Scenarios	T = 5	T = 10	T = 15	T = 20	T = 25	T = 50	T = 100	T = 120
Scenario 1-GMM	$0.01174$	$0.01630$	$0.02106$	$0.02760$	$0.03377$	$0.04128$	$0.05044$	$0.05683$
Scenario 1-DL	$0.04075\pm 2.02\times {10}^{-4}$	$0.04295\pm 2.78\times {10}^{-4}$	$0.04430\pm 9.04\times {10}^{-4}$	$0.04641\pm 3.47\times {10}^{-4}$	$0.04875\pm 1.48\times {10}^{-3}$	$0.05534\pm 9.36\times {10}^{-4}$	$0.06456\pm 7.35\times {10}^{-4}$	$0.06987\pm 1.38\times {10}^{-3}$
Scenario 2-DL	$0.04062\pm 3.16\times {10}^{-4}$	$0.04287\pm 9.10\times {10}^{-4}$	$0.04421\pm 3.53\times {10}^{-4}$	$0.04635\pm 4.52\times {10}^{-4}$	$0.04864\pm 1.22\times {10}^{-3}$	$0.05521\pm 9.57\times {10}^{-4}$	$0.06440\pm 9.32\times {10}^{-4}$	$0.06980\pm 1.49\times {10}^{-3}$
Scenario 3-DL	$0.04055\pm 2.92\times {10}^{-4}$	$0.04276\pm 4.68\times {10}^{-4}$	$0.04415\pm 2.86\times {10}^{-4}$	$0.04627\pm 8.46\times {10}^{-4}$	$0.04857\pm 2.21\times {10}^{-3}$	$0.05513\pm 1.15\times {10}^{-3}$	$0.06432\pm 6.60\times {10}^{-3}$	$0.06972\pm 9.57\times {10}^{-4}$

and plotted in Figure 4 for the different scenarios and number of inputs (T). The estimation computation time is also compared with the GMM estimation computation time, identified in Table 4 and Figure 4 by the label “Scenario 1-GMM”. As a general trend, the computation time increases with the number of inputs because the neural network model complexity also increases with the number of inputs. Regarding the GMM computation time, we observe that the GMM estimator performs better in terms of computation time but its accuracy is not that high, as shown in the results in Table 3 and Figure 3. The results also show that GMM’s computation time is more influenced by the number of inputs than the DLEGMM model and for a higher number of inputs the GMM computation time becomes more close to the DLEGMM computation time, although always lower.

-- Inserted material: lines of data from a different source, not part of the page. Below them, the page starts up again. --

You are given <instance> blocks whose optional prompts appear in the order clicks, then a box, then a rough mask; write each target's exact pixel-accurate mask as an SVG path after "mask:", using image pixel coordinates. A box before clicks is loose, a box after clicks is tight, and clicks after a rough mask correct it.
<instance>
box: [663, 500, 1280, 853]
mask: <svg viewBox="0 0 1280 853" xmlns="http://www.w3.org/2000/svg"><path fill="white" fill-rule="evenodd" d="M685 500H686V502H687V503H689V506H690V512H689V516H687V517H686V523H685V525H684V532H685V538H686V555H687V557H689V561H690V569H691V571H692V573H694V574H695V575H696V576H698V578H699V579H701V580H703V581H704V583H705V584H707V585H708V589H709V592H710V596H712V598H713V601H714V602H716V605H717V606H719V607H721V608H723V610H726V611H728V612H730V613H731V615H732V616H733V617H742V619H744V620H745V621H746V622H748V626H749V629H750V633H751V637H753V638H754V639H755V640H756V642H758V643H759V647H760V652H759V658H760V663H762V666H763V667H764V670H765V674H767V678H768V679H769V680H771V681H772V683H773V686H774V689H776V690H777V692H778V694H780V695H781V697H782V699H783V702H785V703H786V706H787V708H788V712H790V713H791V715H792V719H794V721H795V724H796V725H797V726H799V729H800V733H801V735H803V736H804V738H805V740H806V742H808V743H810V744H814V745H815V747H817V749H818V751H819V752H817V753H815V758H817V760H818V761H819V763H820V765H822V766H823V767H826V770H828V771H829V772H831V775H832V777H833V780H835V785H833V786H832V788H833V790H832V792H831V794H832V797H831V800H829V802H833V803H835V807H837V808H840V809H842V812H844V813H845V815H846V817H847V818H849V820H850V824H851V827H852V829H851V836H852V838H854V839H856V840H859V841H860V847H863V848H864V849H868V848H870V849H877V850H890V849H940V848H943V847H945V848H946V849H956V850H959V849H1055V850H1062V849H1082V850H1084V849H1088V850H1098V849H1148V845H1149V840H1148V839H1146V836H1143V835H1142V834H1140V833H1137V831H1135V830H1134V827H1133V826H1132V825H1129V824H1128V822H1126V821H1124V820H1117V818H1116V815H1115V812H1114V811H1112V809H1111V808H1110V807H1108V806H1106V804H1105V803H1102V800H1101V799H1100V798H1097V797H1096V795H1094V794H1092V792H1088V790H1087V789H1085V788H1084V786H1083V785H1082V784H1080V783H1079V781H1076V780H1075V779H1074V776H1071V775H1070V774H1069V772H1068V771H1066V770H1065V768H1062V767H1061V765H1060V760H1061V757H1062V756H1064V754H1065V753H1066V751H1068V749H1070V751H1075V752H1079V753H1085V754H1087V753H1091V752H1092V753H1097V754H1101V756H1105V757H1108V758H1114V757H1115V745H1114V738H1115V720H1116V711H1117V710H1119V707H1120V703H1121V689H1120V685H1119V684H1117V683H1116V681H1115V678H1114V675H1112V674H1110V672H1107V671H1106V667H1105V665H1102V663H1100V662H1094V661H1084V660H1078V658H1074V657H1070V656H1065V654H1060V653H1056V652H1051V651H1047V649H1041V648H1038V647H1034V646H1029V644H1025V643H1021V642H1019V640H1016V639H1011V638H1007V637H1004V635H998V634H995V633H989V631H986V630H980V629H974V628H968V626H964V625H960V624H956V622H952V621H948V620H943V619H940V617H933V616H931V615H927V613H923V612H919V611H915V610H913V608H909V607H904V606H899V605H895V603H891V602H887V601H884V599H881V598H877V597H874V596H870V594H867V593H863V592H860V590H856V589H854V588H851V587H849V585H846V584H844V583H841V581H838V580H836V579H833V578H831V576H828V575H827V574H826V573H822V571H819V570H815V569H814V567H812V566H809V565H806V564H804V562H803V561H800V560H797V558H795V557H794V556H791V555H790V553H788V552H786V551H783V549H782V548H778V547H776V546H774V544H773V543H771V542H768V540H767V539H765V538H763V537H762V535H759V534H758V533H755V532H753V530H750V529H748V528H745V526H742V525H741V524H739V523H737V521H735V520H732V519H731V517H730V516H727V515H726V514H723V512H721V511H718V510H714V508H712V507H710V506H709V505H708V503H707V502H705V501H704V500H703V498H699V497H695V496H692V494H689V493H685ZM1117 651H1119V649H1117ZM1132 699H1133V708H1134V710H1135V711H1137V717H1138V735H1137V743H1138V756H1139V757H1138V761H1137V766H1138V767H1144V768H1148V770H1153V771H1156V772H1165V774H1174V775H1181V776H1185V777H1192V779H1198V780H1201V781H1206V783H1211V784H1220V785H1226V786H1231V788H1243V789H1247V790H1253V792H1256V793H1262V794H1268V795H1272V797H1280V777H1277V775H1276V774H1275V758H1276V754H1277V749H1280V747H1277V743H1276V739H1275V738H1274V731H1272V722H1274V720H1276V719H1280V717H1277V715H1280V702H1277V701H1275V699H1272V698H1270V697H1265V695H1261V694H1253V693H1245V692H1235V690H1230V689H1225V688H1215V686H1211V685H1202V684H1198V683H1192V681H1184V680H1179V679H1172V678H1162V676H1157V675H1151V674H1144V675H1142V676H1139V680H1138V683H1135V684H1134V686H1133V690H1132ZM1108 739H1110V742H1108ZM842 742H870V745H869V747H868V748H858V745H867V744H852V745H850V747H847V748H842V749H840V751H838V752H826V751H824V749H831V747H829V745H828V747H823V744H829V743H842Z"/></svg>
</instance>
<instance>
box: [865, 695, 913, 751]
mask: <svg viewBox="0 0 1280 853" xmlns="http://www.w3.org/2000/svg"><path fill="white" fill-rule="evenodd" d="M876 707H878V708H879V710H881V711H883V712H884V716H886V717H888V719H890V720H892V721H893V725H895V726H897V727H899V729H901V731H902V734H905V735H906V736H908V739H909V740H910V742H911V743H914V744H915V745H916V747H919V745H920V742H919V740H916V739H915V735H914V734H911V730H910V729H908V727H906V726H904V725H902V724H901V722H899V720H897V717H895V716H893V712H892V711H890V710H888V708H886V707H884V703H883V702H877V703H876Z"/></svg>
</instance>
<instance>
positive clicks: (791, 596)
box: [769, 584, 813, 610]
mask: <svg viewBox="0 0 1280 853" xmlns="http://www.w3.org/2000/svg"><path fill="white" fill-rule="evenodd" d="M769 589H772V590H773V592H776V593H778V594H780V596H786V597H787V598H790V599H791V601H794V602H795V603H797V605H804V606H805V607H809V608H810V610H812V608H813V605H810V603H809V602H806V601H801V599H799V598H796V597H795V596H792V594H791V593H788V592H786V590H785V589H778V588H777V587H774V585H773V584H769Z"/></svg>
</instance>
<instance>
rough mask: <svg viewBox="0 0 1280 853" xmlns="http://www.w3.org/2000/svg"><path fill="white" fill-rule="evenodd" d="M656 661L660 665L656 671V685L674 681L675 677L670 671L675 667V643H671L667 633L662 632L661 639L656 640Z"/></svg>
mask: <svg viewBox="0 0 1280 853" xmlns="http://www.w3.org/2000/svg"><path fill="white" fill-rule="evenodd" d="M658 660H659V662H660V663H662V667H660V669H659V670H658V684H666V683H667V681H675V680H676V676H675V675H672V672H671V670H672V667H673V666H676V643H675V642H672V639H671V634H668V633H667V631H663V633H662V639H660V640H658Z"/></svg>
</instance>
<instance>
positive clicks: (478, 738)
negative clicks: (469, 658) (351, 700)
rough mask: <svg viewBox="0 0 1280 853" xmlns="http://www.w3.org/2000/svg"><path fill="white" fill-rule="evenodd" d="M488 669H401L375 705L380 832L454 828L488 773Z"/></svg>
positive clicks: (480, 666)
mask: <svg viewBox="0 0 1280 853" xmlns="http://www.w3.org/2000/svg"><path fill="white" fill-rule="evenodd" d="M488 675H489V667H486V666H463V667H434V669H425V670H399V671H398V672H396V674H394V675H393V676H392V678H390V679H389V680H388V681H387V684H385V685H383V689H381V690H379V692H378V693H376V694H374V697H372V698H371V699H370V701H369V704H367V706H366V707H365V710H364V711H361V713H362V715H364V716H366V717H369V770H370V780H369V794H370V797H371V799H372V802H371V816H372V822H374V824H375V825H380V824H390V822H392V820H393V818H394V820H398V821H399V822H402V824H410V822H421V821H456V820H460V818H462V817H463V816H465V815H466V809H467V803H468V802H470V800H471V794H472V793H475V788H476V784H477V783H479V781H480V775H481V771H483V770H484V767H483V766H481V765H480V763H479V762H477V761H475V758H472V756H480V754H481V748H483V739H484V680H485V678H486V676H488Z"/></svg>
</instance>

As a final remark, the performance evaluation results indicate that increasing the number of inputs and packet probing rates leads to more precise modeling, which is advantageous to decrease the MSE. Furthermore, the MSE is more impacted by the number of inputs than the packet probing sampling rate adopted in each scenario. However, the increase in the number of inputs results in a higher computational time, although more advantageous for DLEGMM because it is less influenced by the number of inputs. Overall, the results from Figure 3 and Figure 4 highlight the trade-off between MSE and the estimation computation time and suggest that a balance must be struck to achieve the required performance.

6. Conclusions

This paper proposed the DLEGMM approach to estimate 5G E2E delay. The proposed method relies on the training of a neural network with a supervised learning approach employing supervised data computed with the EM algorithm to estimate the parameters of 8 GMM components. The DLEGMM approach is evaluated using different input sizes and scenarios, and the results show that the MSE decreases with an increase in the number of inputs. However, the computation time increases with the number of inputs and dataset size. The study highlights the importance of selecting the best-suited estimation method based on the specific application’s requirements and tradeoffs between accuracy and computation time. Additionally, the comparison highlights the superiority of DLEGMM in terms of estimation accuracy, although it requires a higher computation time when compared to the GMM estimation model when only a small number of E2E delay samples are adopted. However, as the number of E2E delay samples used in the estimation increases the computation time of the DLEGMM is similar to or even shorter than the GMM EM-based estimation model and DLEGMM can present better performance in terms of both estimation accuracy and computation time.